This document represents a demonstration of my understanding of the topics covered in the Coursera Practical Machine Learning course. This project was completed using R Version 4.4.1 in RStudio version 2024.09.0.
The goal of this project is to use data from various accelerometers on the belt, forearm, arm, and dumbbell of 6 participants. They were asked to perform 10 repetitions of unilateral dumbbell biceps curls correctly and incorrectly in 5 different ways. More information is available from the website here: http://groupware.les.inf.puc-rio.br/har. The manner in which the exercises were conducted is coded below:
Class A - exactly according to the
specification
Class B - throwing the elbows to the front
Class C - lifting the dumbbell only halfway
Class D - lowering the dumbbell only halfway
Class E - throwing the hips to the front
We were supplied with both training and testing data sets. We are to collect and analyze the training data set and develop a prediction model that we are to apply to the test data set in order to predict the manner in which the 20 test cases performed the exercises. This is represented by the “classe” variable. Any of the other variables in the data set can be used to formulate the model.

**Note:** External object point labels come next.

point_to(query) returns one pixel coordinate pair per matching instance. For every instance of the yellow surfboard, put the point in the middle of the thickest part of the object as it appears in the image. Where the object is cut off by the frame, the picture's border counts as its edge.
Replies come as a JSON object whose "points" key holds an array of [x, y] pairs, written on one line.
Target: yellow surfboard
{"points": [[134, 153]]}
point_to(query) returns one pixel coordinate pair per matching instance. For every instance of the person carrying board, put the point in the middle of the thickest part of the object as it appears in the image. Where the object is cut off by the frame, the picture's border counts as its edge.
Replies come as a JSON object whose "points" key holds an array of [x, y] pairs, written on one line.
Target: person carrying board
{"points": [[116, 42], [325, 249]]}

The training data for this project are available here: https://d396qusza40orc.cloudfront.net/predmachlearn/pml-training.csv
The test data are available here: https://d396qusza40orc.cloudfront.net/predmachlearn/pml-testing.csv
Before any analysis can be done, the data must be imported and cleaned.
library(caret); library(rpart); library(corrplot); library(rattle); library(data.table)
## Loading required package: ggplot2
## Loading required package: lattice
## corrplot 0.94 loaded
## Loading required package: tibble
## Loading required package: bitops
## Rattle: A free graphical interface for data science with R.
## Version 5.5.1 Copyright (c) 2006-2021 Togaware Pty Ltd.
## Type 'rattle()' to shake, rattle, and roll your data.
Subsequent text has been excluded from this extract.